When Markets Overreact
The student of behavioral finance may profit

Admit it. You'd never dream of buying a stock whose price has recently soared by half even if the company's fundamentals cash-flow-to-price or book-value-to-price point toward more gains in the future. "Nine out of 10 people will not buy because they are too focused on regretting the missed opportunity of the 50% gain," says Patrick Ho, a senior portfolio manager at ABN-AMRO Asset Management in Hong Kong. Most investors also overreact to recent news, such as disappointing quarterly earnings results, and extrapolate trends based on insufficient data. All these are grist for Ho and Solange Rouschop, head of structured asset management, in picking stocks for the newly launched Behavioral Finance Japan Fund. The unit trust aims to maximize returns by exploiting irrational investor behavior, as quantified by the nascent science of behavioral finance. Ho and Rouschop spoke with Asiaweek's Cesar Bacani. 

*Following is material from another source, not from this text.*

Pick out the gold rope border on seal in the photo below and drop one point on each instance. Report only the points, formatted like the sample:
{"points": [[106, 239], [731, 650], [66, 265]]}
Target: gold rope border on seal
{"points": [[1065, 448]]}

What is behavioral finance?
Rouschop: It is an investing style that recognizes investors do not behave completely rationally when making decisions. They are influenced by psychological factors. We have identified four {significant} factors: image effect, overreaction to news, underweighting of fundamental information and overconfidence. We try to quantify these so we can gauge how they will affect the price of a stock.

Ho: The econometric model was developed by our offices in Amsterdam and Hong Kong in the last three years. After completing the model, we launched a behavior-finance based fund in Europe in 1999. That fund has been performing very well it is about 30% up compared with the 20% rise registered by the benchmark. 

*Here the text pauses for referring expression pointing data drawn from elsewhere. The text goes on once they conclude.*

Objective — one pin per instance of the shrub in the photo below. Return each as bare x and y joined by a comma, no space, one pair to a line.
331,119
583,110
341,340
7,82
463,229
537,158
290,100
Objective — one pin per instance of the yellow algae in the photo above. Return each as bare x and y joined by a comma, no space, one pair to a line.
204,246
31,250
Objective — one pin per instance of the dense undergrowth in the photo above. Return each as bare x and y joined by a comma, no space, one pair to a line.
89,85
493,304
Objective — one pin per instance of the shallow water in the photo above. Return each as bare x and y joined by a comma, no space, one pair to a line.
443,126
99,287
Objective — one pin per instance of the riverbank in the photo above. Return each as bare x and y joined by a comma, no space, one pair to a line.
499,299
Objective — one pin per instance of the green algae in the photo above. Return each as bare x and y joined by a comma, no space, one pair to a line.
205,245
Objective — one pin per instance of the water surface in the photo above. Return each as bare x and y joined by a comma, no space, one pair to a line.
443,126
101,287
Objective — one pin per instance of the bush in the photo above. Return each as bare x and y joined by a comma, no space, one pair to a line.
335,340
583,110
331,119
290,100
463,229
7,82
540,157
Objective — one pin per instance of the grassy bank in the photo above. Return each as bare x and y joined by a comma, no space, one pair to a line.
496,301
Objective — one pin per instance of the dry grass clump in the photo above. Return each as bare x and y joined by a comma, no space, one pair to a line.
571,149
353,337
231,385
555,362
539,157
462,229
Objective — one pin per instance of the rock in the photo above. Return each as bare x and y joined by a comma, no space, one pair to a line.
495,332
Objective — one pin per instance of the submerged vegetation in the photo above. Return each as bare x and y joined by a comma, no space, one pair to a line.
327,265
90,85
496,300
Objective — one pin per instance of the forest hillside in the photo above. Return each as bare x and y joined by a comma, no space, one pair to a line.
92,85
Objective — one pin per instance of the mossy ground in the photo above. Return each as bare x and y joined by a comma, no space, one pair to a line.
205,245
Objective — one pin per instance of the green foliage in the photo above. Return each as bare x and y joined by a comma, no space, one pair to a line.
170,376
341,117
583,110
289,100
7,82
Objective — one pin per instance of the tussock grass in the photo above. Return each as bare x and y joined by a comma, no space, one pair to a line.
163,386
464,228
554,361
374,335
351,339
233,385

But how do you quantify emotions? 
Ho: We use measurable variables that we found are directly linked to behavior. To measure image effect, we examine a stock's fundamental ratios like cash-flow-to-price, book-value-to-price and price-per-earnings. We know that people pay a premium {above what you can expect based on fundamental ratios alone} to own famous names like Cheung Kong and HSBC. They have a certain level of comfort with these companies because they know they will not drop 50% in value in one day. But the image effect can temporarily disappear, as we have seen with the technology, media and telecom sector. A glamorous stock becomes undervalued {and would be picked out by the behavioral-finance model} when that premium disappears. 

To quantify overreaction, the variable is last month's stock-price change. If the model detects a sharp price movement, it picks out the stock as a potential victim of overreaction to recent news. Investors also tend to underweigh fundamental information such as a new trend. {When they realize what is happening}, the delayed reaction adds momentum to a stock's price, either upward or downward. We look at the price changes in the medium term {three months or more} to quantify underweighting.

Overconfidence is measured by the number of analysts that have revised their earnings estimates and recommendations for a stock. Investors tend to have excessive confidence in their own opinions. People seldom revise their raw estimates as fast as the analysts. So an upward revision in analyst recommendations is a good indicator of a later stock-price increase {as investors change their assessment}.

Are these four factors equally important?
Rouschop: We don't have a static model where we just plug in the numbers and the recommendation comes out. We also refine the weights to various factors based on different market circumstances. We can adjust for the fact that sometimes image is more important, but at another time, overreaction is more important. 

We look at the portfolio daily, but we try to strike a balance between capturing opportunities and avoiding high transaction costs. We have to make sure the opportunities are not cancelled by the costs. Typically, we deal on a monthly basis. We also adjust the sensitivity to the various factors every month. 

So what does behavioral finance tell you about the Japanese market?
Ho: Currently, we are overweight in pharmaceuticals and industrials. The top 10 holdings of our Japanese model portfolio are Takeda Chemical Industries, {semiconductor-maker} Rohm, {ceramic electronics company} Kyocera, Sin-Etsu Chemical, {factory-automation firm} Fanuc, Yamanouchi Pharmaceuticals, {electric-cable manufacturers} Sumitomo Electric and Furukawa Electric, Tokai Bank and Asahi Glass. Out of about 280 stocks in the Morgan Stanley Capital International Japan benchmark index, we choose about 50 to 60 stocks based on our behavioral finance formula. 

Don't you run the risk of affecting investor behavior when you yourself buy and sell?
Ho: If you have identified an opportunity and put in a big buy order, you can push up the price {in a not too liquid market}. One of our criteria {to enter a market} is liquidity because we have to get in and out of a stock via program trading.

Rouschop: You need to have a wide and deep market. We are looking at Taiwan {which has twice the turnover of Hong Kong}. I'm not sure Hong Kong is big enough to accommodate behavioral finance. We are looking at a regional fund {combining the smaller markets} for the rest of Asia.